We’ll learn more about it in an issue or two, but in case you don’t remember, the Battle Nexus actually originated from the 4Kids TMNT cartoon that was airing at the time this comic was being published.  Since Laird had such a direct hand in grooming that show, he evidently felt no hesitation about adopting ideas from it for the Mirage comics.  Lots of 4Kids concepts would show up in Volume 4 and Tales Volume 2, from the Foot Mystics to Hun, but the Battle Nexus seemed like one of the biggest inclusions.

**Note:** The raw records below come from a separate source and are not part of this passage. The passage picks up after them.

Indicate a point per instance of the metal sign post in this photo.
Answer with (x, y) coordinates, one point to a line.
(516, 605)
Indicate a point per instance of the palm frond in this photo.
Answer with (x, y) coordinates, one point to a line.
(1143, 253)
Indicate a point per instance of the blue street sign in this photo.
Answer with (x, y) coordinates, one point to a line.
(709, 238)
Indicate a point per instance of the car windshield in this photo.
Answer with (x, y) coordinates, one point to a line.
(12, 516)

If this is the SAME Battle Nexus from the 4Kids cartoon, I don’t think we’ve ever found out.  With the Turtles all existing in a multiverse, where alternate versions of themselves can crossover and interact (as per Turtles Forever), you’d think there’d be only a single Battle Nexus.  But who knows, maybe there’s more.  I guess if the Turtles all have alternate versions of themselves across the multiverse, then the Daimyo and his court can have duplicates, too.  But again, we don’t know.

It begs a lot of questions.  Was the Splinter that Jorut saw participate in the Battle Nexus the Mirage Splinter?  Or was it the 4Kids Splinter?  Or a different Splinter?  And what does the Battle Nexus have to do with the mystery warriors attacking the Foot and trying to destroy that book they were publishing?

Nine years later and we still don’t know.

I’m trashing this issue pretty hard, but in all honesty it is not a good comic.  How someone can script three pages of Michelangelo eating corn and think “this is the Ninja Turtles story that NEEDS to be told!” I’ll just never understand.  But about six pages of content happen in this issue and the rest is filler.  Water-sipping, corn-chewing FILLER.